Right now (Friday morning at 5:10am) Democratic and Republican law makers are working closely with Secretary Paulson of the Treasury and FRB Chairman Ben Bernake are working on a legislative package to fix the financial system. It may be similiar to the Resolution Trust Corporation that cleaned up the $600 billion S&L crisis in 1989 during the Bush Administration.
It could involve trillions of dollars and may include a rescue package for Wahmu bank and possibly Bank of America. The assets collected would be repackaged and sold. This would also prevent the drop of values in mutual funds around the world.

A more radical approach is to lessen the impact of the $62 trillion credit default swaps (CDS). A bank of international Settlements is being set up to contain the CSS. Once contained it could be declared bankrupt and sold at maybe 10% of its value. The US government through the SEC could put strict rules on how these financial instruments are sold and funded by annuities. If this does not work we could experience hyperinflation if the US govt and the Federal Reserve Board tries to monitize the debt by printing huge sums of money or allow a massive deflationary cycle that could last a decade . For example, the Federal Reserve Board has stopped publishing M3 and when Bear-Sterns became insolvent around March 11, 2008 it stood at 13.5 trillion notes in circulation.

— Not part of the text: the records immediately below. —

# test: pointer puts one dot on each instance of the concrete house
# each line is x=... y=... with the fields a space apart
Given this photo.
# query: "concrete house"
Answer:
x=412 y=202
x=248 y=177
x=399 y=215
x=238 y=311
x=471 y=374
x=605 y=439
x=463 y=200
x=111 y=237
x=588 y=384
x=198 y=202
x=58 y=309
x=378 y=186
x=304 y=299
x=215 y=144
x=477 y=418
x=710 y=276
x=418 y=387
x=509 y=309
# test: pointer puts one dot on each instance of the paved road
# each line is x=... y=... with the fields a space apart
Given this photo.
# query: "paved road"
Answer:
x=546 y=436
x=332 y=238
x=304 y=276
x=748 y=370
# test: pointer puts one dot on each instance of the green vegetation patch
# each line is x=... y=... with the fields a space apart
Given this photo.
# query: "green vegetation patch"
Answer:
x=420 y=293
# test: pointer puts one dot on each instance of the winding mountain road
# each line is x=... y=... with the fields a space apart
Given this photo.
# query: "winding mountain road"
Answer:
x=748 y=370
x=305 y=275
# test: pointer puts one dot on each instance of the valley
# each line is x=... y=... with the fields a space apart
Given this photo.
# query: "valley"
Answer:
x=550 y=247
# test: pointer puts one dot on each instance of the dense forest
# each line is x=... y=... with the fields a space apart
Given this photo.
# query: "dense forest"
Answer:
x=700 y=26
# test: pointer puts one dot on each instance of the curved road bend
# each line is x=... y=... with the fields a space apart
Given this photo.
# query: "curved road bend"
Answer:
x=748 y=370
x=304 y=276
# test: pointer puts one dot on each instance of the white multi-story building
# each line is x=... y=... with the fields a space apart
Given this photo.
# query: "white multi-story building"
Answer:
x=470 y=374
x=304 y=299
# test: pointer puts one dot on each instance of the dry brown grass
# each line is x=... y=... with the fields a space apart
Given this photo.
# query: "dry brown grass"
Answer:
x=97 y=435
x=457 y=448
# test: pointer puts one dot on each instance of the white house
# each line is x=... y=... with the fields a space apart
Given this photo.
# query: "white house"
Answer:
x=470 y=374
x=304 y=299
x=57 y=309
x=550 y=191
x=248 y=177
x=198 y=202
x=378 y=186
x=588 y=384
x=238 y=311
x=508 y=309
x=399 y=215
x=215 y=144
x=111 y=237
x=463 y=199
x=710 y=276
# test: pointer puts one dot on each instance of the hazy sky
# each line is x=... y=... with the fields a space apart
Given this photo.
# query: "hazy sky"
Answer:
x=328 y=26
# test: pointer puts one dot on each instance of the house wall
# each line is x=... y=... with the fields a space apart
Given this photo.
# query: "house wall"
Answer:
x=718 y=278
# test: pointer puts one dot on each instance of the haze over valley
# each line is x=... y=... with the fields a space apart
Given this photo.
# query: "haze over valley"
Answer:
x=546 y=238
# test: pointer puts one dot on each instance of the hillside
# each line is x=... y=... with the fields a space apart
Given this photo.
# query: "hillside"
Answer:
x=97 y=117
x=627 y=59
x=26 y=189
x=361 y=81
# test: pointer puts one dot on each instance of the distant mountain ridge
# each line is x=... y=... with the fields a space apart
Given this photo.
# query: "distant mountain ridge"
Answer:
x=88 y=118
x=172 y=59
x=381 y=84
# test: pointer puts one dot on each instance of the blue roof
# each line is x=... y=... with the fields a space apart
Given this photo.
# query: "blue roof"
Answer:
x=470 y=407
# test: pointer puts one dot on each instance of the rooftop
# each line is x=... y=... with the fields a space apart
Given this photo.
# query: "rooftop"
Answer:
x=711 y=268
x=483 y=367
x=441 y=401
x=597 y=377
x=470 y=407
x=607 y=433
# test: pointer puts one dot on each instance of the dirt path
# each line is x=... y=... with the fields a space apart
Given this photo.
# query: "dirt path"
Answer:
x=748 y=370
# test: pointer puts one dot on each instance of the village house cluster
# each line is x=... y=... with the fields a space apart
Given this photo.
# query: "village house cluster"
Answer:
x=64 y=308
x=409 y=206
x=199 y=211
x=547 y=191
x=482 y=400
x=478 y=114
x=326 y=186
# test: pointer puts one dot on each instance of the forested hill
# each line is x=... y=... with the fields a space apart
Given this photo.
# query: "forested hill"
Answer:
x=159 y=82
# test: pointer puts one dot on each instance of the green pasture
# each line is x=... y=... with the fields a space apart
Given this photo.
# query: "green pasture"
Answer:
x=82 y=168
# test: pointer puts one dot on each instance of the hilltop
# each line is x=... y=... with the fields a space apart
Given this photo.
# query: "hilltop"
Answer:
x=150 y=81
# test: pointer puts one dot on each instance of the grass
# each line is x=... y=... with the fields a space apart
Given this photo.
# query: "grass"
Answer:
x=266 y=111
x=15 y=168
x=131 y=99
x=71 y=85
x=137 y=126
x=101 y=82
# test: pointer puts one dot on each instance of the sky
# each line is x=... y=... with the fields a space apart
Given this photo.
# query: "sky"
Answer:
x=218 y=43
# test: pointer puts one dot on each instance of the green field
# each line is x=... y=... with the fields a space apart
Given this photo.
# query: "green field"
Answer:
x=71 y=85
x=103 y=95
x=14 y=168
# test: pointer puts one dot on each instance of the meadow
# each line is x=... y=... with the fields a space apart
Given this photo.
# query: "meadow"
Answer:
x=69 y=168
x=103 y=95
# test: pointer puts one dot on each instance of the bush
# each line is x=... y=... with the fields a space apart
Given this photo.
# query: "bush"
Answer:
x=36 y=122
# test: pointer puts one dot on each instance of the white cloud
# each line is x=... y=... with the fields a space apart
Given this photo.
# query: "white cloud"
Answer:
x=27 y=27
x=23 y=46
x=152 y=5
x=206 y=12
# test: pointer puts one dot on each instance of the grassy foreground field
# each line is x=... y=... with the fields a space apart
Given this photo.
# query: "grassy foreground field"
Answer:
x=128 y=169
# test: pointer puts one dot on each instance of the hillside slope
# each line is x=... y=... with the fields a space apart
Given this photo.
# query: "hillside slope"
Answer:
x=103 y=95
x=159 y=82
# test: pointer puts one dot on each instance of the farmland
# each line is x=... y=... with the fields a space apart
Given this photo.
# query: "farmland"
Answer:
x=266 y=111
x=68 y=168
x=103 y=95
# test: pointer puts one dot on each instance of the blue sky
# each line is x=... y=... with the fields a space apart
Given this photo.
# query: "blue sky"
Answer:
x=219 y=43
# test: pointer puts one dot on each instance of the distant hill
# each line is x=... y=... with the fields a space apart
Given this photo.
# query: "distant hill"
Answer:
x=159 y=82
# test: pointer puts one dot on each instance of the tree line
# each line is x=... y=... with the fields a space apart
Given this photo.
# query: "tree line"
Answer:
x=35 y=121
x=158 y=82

In Canada, the main stream media is trying to convince people that we are safe and wont experience what the US is going through during the credit crisis. According to Eoin Callan of the Financial Post, his article (that was posted on Wednesday Sept 17, 2008) indicates that the near insolvency of AIG has Canadian banks exposed to CDS to the tune of $800 billion. The numbers for each of these banks are staggering. Royal Bank-$300 billion; Toronto Dominion Bank-$197; Bank of Montreal-$118 billion; Scotiabank-$110 billion and CIBC-$86 billion. They form the financial guarantees that provide insurance if value of position fails.

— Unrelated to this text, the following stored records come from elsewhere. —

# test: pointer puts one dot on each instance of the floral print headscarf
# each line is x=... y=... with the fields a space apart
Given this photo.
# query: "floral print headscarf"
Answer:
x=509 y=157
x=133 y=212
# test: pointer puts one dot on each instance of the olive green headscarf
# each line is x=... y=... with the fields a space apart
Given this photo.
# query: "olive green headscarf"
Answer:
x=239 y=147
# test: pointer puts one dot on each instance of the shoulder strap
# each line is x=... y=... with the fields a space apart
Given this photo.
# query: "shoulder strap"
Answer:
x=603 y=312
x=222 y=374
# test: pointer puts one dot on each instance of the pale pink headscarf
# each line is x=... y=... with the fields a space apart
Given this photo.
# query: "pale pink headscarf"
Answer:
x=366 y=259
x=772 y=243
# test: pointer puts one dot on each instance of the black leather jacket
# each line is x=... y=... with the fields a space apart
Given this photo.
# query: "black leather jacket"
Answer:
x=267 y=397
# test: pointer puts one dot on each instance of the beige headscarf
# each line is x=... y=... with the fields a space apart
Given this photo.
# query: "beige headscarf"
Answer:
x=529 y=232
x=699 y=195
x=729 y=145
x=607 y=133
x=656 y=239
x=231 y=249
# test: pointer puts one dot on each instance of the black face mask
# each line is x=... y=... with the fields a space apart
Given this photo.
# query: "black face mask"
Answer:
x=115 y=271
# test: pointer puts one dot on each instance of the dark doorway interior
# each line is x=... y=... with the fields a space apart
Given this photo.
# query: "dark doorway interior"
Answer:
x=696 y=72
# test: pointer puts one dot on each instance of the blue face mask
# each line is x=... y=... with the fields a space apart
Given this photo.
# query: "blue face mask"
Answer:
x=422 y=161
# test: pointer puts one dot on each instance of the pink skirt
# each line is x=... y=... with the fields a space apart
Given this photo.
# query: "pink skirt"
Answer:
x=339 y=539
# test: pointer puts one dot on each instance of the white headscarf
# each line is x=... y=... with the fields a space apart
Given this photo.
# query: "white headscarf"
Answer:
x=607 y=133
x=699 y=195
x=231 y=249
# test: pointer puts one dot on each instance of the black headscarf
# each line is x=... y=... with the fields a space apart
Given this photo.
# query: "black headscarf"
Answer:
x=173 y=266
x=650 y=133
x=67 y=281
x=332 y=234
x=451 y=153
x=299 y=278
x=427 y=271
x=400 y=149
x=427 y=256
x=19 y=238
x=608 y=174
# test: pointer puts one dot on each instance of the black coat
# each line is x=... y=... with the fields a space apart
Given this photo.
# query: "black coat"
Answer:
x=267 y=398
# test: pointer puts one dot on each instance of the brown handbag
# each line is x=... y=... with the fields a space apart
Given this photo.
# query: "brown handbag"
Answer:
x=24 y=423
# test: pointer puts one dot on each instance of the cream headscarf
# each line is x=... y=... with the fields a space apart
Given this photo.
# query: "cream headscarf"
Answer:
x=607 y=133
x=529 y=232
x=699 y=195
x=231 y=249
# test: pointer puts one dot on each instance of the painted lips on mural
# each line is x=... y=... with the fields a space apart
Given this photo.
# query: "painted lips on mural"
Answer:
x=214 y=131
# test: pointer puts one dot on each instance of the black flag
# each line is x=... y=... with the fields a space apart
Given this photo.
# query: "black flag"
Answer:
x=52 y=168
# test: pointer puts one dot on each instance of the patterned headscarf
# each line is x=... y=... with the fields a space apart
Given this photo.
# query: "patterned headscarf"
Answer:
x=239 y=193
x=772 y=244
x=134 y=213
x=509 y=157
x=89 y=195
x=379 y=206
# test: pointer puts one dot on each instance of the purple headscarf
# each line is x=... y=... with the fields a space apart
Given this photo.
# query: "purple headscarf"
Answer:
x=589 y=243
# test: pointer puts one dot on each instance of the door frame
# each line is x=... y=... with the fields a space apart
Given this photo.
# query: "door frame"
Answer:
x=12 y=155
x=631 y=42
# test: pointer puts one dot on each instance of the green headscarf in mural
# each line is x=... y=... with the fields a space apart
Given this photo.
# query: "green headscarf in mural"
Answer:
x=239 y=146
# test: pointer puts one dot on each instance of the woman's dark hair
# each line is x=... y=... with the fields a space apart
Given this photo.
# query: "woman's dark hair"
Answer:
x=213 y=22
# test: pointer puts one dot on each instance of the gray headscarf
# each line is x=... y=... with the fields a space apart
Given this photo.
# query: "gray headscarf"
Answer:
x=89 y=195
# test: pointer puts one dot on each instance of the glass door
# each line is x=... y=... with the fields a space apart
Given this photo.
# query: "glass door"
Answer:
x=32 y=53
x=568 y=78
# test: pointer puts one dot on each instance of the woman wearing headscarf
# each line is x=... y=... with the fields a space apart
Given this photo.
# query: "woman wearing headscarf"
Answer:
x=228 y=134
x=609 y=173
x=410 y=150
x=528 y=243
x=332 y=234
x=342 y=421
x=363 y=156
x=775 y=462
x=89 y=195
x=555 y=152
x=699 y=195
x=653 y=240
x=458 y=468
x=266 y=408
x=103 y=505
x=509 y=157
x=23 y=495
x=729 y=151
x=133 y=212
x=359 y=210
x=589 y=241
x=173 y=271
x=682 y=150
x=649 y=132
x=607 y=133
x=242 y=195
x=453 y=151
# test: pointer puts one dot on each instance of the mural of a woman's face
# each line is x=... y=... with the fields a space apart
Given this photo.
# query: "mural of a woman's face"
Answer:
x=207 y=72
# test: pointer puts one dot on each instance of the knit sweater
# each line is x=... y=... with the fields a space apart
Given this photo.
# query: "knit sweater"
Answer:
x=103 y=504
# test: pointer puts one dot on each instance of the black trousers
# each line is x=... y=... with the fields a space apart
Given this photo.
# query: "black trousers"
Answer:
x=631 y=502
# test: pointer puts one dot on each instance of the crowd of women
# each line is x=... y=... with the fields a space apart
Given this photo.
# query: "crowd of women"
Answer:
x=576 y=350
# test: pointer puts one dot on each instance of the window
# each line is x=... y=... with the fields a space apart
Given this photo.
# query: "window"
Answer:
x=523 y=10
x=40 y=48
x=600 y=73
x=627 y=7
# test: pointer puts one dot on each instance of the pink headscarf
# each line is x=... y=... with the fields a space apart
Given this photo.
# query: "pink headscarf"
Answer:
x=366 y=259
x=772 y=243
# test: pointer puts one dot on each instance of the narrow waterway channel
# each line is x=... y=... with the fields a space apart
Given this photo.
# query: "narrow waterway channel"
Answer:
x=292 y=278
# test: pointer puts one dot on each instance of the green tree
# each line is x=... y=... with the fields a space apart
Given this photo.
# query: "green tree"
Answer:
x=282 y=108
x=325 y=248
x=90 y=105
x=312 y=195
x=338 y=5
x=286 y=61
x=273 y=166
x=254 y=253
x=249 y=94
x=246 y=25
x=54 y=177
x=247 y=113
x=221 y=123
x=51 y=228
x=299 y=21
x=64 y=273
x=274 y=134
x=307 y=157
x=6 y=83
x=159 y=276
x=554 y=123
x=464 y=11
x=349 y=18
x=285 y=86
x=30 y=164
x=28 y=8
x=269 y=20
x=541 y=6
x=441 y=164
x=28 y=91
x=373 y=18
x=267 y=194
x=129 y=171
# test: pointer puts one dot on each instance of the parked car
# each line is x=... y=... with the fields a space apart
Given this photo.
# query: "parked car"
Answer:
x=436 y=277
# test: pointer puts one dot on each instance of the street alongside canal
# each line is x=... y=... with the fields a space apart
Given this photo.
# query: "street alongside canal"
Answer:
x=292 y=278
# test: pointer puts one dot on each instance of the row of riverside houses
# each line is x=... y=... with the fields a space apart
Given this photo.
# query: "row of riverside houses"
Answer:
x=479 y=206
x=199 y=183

Canadians who have read through this blog are aware that the credit crisis that Garth warned about in his book Greater Fool is starting to affect us. We have a slowing economy in Ontario with a loss of 400,00 manufacturing jobs over a the last 5 years. A real estate downturn is affecting property values in Edmonton and Calgary. Overpriced homes (with some in the millions) are going unsold in Vancouver. There is a growing inventory of 60-80,000 homes nationwide on the market to be sold. Homes and condominiums in the GTA are overpriced by 50%. It has become harder to borrow money, obtain a line of credit and get a business loan across the country. Private sector firms have slowed their hiring while the public sector is increasing to create stable long lasting jobs in urban centres. The average wage in the country is $35,000 and has not grown in a decade. Canada has a 0% net savings rate. If you think the credit crisis is not going to affect Canada feel free to ignore the warning sign at your own peril.

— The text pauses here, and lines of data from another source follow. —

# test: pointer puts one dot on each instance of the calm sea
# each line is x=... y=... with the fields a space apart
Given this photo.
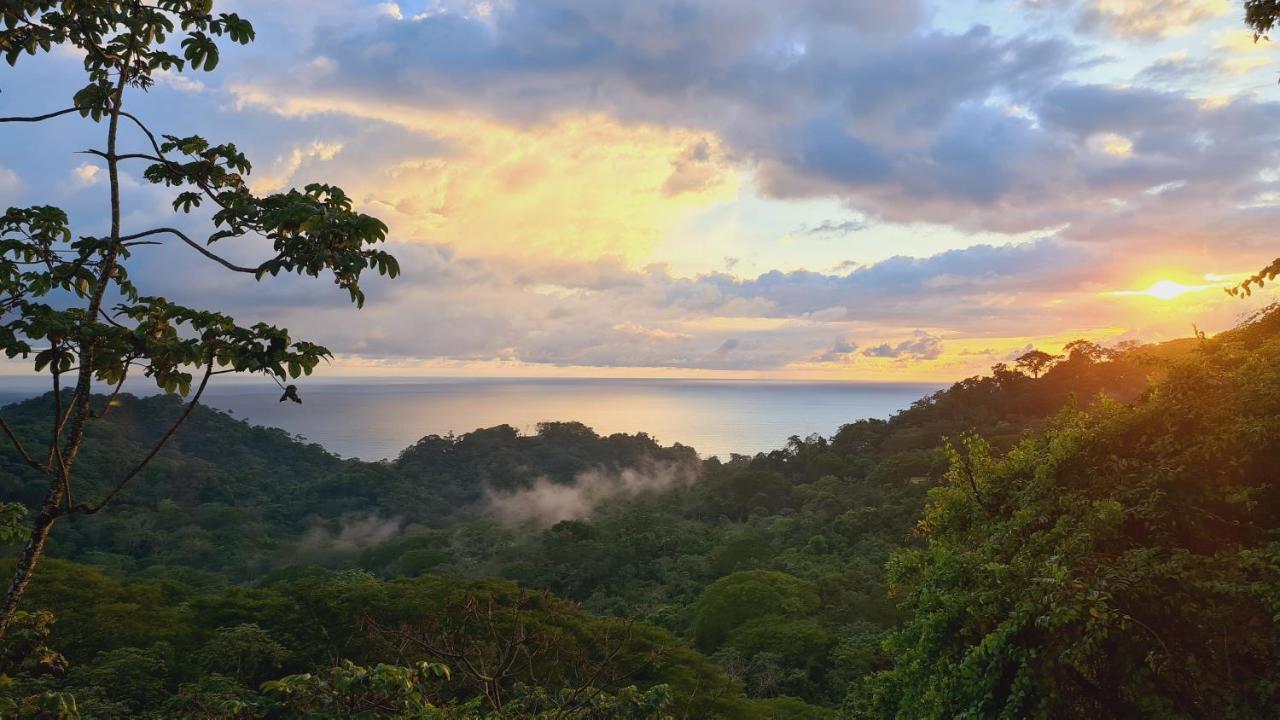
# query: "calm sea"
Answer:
x=376 y=419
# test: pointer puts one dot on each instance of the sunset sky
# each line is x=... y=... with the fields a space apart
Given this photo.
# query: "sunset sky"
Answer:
x=807 y=188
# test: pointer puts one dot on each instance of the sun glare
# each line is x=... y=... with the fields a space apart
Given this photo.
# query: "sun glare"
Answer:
x=1170 y=290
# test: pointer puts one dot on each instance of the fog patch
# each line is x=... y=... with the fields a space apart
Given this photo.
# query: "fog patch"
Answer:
x=352 y=533
x=548 y=502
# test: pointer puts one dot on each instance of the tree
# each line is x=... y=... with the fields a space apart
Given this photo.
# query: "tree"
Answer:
x=56 y=291
x=1034 y=361
x=1261 y=17
x=1112 y=565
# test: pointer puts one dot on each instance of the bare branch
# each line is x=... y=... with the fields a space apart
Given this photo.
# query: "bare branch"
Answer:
x=124 y=156
x=159 y=446
x=199 y=247
x=37 y=118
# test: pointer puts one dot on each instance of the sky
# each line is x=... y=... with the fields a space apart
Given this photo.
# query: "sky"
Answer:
x=736 y=188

If Garth Turner’s forecast are right and that we are 11 months in to the credit crisis, if banks start to fail because they have to cover the CDS, will the Bank of Canada come to their rescue? Maybe we should ask the Prime Minister Stephen Harper if the Conservative government has a plan? I dont think he or the other political leaders have one.That means that we are on our own and must prepare now for the approaching financial crisis!